What’s in a hashtag? #InThisTogether: Fantasy and Fallacy
A Psychologist’s Perspective
For the past several months, once the coronavirus clearly landed in the US and started its sweep across the country, the message of unity and shared suffering has brought us together. As we have quarantined at home, found new ways to work, attend school, shop, exercise and stay in touch, we have been comforted by the message that we’re all in this together. That message has overtaken the twitter-sphere, and newscasters have used it while signing off their broadcasts. Through the fears of becoming sick and the anxieties around trying to stay healthy, some of the only solace we have gotten is by holding onto the belief that we are not alone.
Recent events, however, have shown us that this belief is nothing more than a wishful fantasy. The killings of Ahmaud Arbery, Breonna Taylor, George Floyd, and Rayshard Brooks, and the subsequent public outpouring of deep pain and outrage show us that we are farther apart than ever before. After the death of George Floyd, there was a sharp increase in clinically significant symptoms of anxiety and depression for Blacks (from an already high level of 36%, to 41%, per Census Bureau data.) Whites experienced no such increase. The differences in how Blacks and whites are experiencing these traumas stem from generations of institutional and individual racism that pervade our society, even our mental health care system. They reveal that we have never really been in this together.
When the pandemic hit, many people who look like me could easily transfer their work to video or phone, and had to deal mainly with the anxiety and loneliness of isolation. Black and brown people disproportionately kept working. They prepared and delivered the food we ordered; they drove the buses; they cleaned our hospitals; they nursed our elderly. This disparity is one reason that they have gotten infected and died at disturbingly disproportionate rates. In my city of Chicago, African-Americans make up a little less than a third of the population, but they account for more than half of those who have tested positive and 72% of virus-related deaths. Ratios are similar in Illinois, and in other states from Michigan to New York to Louisiana. Clearly, we are not all in this together, in the same ways.
Before the pandemic hit, there were stark differences that cut across racial and economic lines. In Chicago, decades of segregation have divided the city into Black neighborhoods, Polish neighborhoods, German neighborhoods, etc.

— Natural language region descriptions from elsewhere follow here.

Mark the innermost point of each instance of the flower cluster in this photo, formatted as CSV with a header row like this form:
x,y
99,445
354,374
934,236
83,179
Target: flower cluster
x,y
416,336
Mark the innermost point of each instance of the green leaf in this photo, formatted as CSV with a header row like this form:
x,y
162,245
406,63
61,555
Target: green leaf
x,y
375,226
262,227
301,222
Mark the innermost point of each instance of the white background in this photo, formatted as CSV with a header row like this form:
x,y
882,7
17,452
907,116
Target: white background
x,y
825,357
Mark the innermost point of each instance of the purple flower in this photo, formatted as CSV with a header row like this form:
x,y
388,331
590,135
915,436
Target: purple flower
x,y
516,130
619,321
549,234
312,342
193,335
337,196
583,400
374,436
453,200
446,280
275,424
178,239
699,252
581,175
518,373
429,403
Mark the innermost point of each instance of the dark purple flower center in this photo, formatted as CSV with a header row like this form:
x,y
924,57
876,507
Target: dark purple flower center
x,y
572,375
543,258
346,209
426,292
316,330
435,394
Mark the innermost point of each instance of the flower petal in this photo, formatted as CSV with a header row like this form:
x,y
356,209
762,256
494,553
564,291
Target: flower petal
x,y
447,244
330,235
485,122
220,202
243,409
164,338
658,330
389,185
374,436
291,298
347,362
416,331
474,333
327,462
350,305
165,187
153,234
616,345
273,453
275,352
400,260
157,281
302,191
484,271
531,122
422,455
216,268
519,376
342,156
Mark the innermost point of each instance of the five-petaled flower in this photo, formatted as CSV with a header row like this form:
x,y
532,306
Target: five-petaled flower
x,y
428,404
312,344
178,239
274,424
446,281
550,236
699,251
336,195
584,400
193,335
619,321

In the Black neighborhoods, basic resources — quality education, safe streets, adequate grocery stores, access to physical and mental healthcare — are poorly funded and maintained. Exposure to chronic stress and poverty have real, measurable effects on our bodies and minds; the life expectancy of Blacks in Chicago is 8.8 years shorter than that of whites, and regular exposure to racism increases the chances of developing depression and serious mental illness.
It has never been so clear that we are not all in this together. This cheery slogan that provided some initial solace and sense of unity has become just another empty marketing slogan. While corporations may hang on to it in order to eke out some sales during this economic slowdown, it only reveals their tin ear.
There is a lot of work to do in order to clean up the messes we’ve made. My field can help in many ways. We can address our own racist issues — our tendency to over-diagnose, mis-diagnose and pathologize people of color instead of understanding the impact of racism on their psyches; lack of access and availability of quality therapy for those who need it most; embarrassing racial disparities in academia and leadership positions in the profession. We can also take this opportunity to eliminate some of the marketing slogans that have been used in my field (“chemical imbalance,” “evidence-based therapy,” and the new misnomer “text therapy.”) These marketing slogans have created a lot of confusion on many fronts; one very unfortunate result is how they’ve contributed to making in-depth, individualized, highly effective therapies increasingly rare for those without means.
I’m heartened to see conversations opening up on anti-racism. I’m proud to see people of all colors marching together in peaceful protest with the goals of justice, respect and truly equal opportunity. They make me hopeful that one day we will all be in this together. No hashtags needed.
Linda Michaels is a psychologist. She serves as co-chair of the Psychotherapy Action Network (PsiAN) and is a fellow of the Lauder Institute Global MBA program. She lives in Chicago, Illinois.